Depending on how your company is set up you’ll want to use different approaches for rewarding distributors who make sales to end-consumers, but you must make this a priority for your company.

Vemma and Herbalife are both required to hit certain distributor-to-customer ratios. Vemma’s distributors will receive no commissions on volume of which 51% doesn’t come from customers. Herbalife is expected to hit a two thirds customer volume ratio. Sound harsh? You’re not wrong.

These ratio requirements could be huge penalties for a company that has never incentivized sales to customers—the entire salesforce would have to change radically and quickly in order to keep earning.

We recommend that you avoid that pain, and hopefully the investigation altogether, by making it more profitable for distributors to acquire customers in the first place.

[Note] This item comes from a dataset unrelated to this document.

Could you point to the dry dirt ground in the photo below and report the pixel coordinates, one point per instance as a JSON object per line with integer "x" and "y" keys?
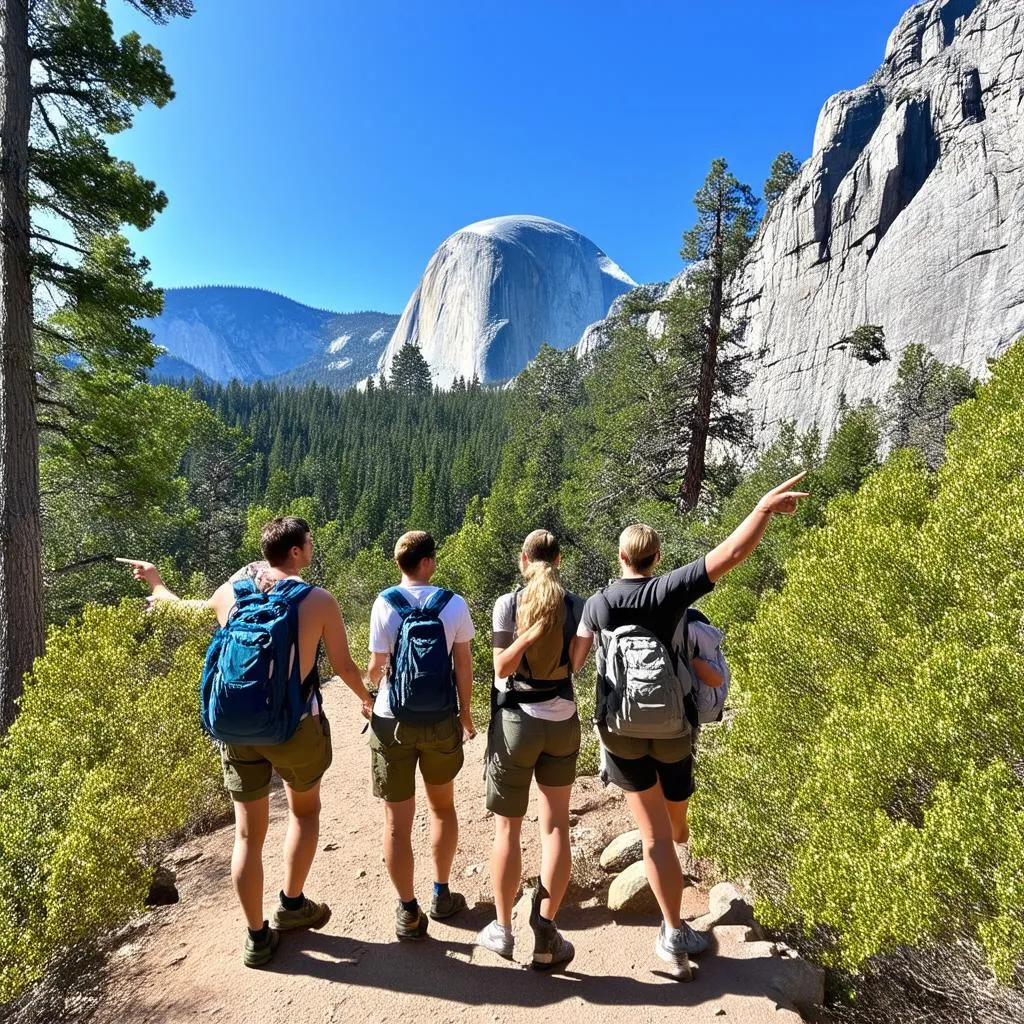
{"x": 182, "y": 963}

6. Don’t make any claims you can’t prove

This one should go without saying. But, based on how prevalent false claims still are, some people haven’t gotten the memo. Neither you nor your distributors should make claims of any kind that you cannot prove with real data.

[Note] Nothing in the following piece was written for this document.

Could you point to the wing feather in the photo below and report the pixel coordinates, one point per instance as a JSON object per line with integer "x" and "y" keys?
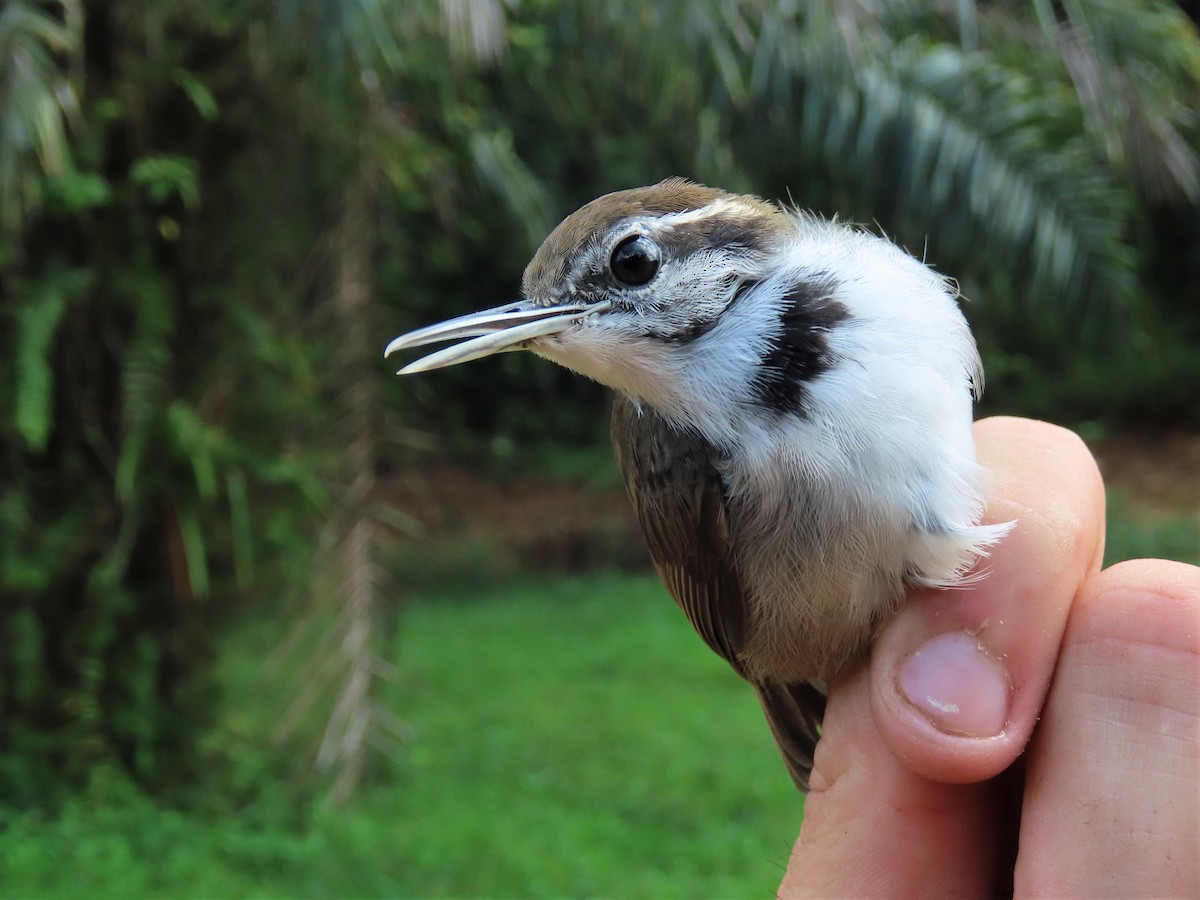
{"x": 678, "y": 496}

Illegal claims might be about how much your distributors can earn, or about the flashy lifestyle your distributors might expect, or about the kinds of health benefits your products might provide. No matter what kind of claim you’re making, you need to make sure that it’s within the limits of the law.

Unprovable claims about income, lifestyle, and health benefits have long been a problem for the industry. The reputational and legal harms of this kind of behavior should be obvious. For example, Vemma is not only forbidden from making claims they can’t prove, but also from using any kind of wealth or luxury imagery—even if that imagery comes without any text directly suggesting that distributors stand to gain that wealth or luxury.

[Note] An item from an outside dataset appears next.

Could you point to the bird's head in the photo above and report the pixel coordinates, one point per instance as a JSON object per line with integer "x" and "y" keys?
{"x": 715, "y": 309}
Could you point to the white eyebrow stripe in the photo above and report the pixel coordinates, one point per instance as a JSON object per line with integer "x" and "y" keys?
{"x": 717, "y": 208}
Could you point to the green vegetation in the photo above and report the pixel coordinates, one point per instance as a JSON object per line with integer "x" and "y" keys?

Saying, or even implying that distributors can get rich quick just isn’t a safe strategy for your company to pursue. Stick to the facts.

7. Train your distributors to keep their noses clean

We recommend that you develop a business training program and require completion of that program before anyone can participate in your opportunity.

Herbalife is now required to train their distributors. This isn’t just a matter of offering training materials—Herbalife must keep records proving that everyone earning through their compensation plan has been trained. While training didn’t come up in the Vemma case, Vemma might not have found themselves in court in the first place if they had had a better training program that taught their distributors about MLM law.

It’s not enough to have a policy against illegal claims and other illegal activity. You must teach your distributors the tenets of that policy and what it means to comply with it. But we think it’s a good idea to go even further. Why do I say this?

The training program outlined in the Herbalife settlement goes beyond constraining claims. Herbalife has to teach their distributors business basics—like calculating profits and losses. It might be good to implement something like this in your company, but at the absolute minimum, you should develop and require completion of a training program aimed at keeping your distributors honest and in compliance with the law.

8. Monitor what your distributors say

Monitor what your distributors are saying and doing when they are out in the world representing your company. Training your distributors to follow company policies is an important step toward keeping your salesforce honest, but it just isn’t enough anymore—you have to keep tabs on them too.

This could mean several things. Have employees—think secret shoppers—check in to observe your distributors’ sales tactics in person. Suspicious regulators will absolutely be checking in on this. You need to catch the bad actors before they do.

Monitoring your salesforce also means keeping an eye on what distributors are saying online. Like tracking in-person sales, as technology advances, it’s becoming more plausible to monitor what your distributors are saying and you must have processes in place for doing just that. If building a team to do this kind of work is outside your wheel-house, seek a third party to fill that role.

Vemma now has a court-appointed monitor watching its distributor force. Monitor your employees yourself; it will hopefully help keep someone else from monitoring them for you.